Wednesday, April 18, 2012

Cognitive Defusion

Acceptance and Commitment Therapy (ACT) is one of the so-called "Third Wave" cognitive-behavioral approaches. Unlike previous iterations, which focused on removing or correcting a thought, behavior, or emotional response, third wave approaches integrate mindfulness to increase acceptance of problematic thoughts and emotions while developing adaptive strategies for interacting with the world (DBT is another third wave approach).

One of the ideas from ACT that I find particularly interesting is "cognitive defusion." To understand it, it helps to begin with the opposite: "Cognitive fusion." Basically, cognitive fusion occurs when we see a thought as literal truth, rather than a thought produced by our mind. We're like fish swimming in water without realizing they're under wanter. We become so immersed in our thoughts that we aren't really aware of them being thoughts. Often, that means that our evaluations of events feel as real and unchangeable as the event itself.

Sometimes, perhaps even most of the time, cognitive fusion isn't actually problematic. Our thoughts are helpful, or at least not harmful, and we go about our lives fairly successfully, all while thinking our thoughts are "true." However, sometimes cognitive fusion is both problematic, and harmful. The types of thoughts most likely to cause such problems are evaluation, and self-conceptualization. For example, someone who is fused to the thought "I am a bad student" is likely to act as if he or she is a bad student, and end up with a self-fulfilling prophecy.

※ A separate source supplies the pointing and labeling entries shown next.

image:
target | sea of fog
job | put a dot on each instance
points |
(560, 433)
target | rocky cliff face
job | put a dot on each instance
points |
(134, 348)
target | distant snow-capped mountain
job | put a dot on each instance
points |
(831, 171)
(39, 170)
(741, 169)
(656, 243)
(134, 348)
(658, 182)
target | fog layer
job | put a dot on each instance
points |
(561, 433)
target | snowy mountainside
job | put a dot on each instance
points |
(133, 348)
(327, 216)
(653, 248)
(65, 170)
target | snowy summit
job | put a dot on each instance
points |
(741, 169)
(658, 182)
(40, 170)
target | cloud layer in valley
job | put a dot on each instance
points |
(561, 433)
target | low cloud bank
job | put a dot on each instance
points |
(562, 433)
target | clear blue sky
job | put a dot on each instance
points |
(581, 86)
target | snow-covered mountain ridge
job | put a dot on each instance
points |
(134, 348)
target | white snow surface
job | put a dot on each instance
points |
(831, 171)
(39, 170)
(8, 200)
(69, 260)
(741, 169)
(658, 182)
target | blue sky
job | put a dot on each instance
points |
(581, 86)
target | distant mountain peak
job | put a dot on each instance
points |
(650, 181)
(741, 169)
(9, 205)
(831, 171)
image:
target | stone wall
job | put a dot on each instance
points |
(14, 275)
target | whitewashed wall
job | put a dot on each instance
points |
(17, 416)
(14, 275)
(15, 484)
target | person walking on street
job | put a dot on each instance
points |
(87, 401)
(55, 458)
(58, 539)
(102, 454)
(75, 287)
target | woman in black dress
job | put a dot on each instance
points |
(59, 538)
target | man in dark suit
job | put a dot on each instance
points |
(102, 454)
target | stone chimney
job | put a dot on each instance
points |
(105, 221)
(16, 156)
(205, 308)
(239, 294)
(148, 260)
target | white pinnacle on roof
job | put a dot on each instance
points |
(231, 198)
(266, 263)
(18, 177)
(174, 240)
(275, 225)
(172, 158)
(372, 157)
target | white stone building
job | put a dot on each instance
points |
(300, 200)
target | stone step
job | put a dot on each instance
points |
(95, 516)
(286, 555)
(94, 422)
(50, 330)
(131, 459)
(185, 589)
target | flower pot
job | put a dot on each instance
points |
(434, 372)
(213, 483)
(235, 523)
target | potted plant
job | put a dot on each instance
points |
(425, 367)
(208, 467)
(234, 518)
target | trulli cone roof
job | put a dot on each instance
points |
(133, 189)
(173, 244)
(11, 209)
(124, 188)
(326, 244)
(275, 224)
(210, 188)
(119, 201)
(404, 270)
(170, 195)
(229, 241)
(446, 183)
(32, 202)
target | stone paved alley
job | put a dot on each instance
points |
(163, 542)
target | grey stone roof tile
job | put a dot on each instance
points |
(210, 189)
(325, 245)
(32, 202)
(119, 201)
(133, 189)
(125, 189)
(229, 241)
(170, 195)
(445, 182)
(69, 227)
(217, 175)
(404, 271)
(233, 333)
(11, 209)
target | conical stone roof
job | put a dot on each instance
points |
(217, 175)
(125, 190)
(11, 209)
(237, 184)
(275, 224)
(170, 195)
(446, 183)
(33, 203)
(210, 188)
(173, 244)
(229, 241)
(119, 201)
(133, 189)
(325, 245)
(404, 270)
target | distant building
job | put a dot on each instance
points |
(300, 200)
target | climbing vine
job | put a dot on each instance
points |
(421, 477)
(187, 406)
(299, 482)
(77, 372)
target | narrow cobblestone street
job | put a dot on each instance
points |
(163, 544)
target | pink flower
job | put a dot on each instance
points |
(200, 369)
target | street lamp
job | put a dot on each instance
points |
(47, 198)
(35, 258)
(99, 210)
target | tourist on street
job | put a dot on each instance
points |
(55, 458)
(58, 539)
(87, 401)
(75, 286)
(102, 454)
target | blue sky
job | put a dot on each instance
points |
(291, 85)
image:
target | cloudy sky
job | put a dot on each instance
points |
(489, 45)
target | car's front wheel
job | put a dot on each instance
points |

If we think about the kind of thoughts that clients bring into therapy, we're likely to find all kinds of examples where taking a thought as fact adds to clients' suffering. Even something as simple as thinking "I am depressed" is problematic if it causes us to identify ourselves with depression. Believing the thought "I can't deal with panic" is likely to make someone desperate to avoid panic - an avoidance that can give rise to agoraphobia.

Since trying not to have these kinds of thoughts paradoxically causes them to happen, we have to instead learn to have the thoughts while also recognizing that they are thoughts rather than facts or literal truths - we have to defuse from the thoughts. Cognitive defusion teaches us to notice the process of thinking, so that we don't get swept up in our thoughts and allow them to define our reality.

Cognitive defusion begins with observing our own inner experiences (mindfulness), and labeling thoughts as thoughts, emotions as emotions, sensations as sensations, memories as memories, and urges to act as urges to act. So, instead of "I am depressed," we would think "I am having the feeling that I'm depressed," and instead of "I can't deal with panic," we would think "I am having the thought that I can't deal with panic." It is also helpful to distinguish thoughts that are descriptive (my desk is wooden) from thoughts that are evaluative (my desk is ugly).

Once we are aware of these inner experiences, there are several strategies to further defuse from them: We can try to objectify them by imagining them as external objects or beings. We can remove the emotional impact of the thought by turning it into just words - for example, by saying the words over and over, or very slowly, or in a funny voice, or as a song. We might imagine the thoughts as a radio broadcast, or internet pop-up ads. The idea is to turn the words of the thought into something you notice, but don't have to believe or disbelieve.

What do you think about this idea of cognitive defusion. What ideas do you have about how to defuse?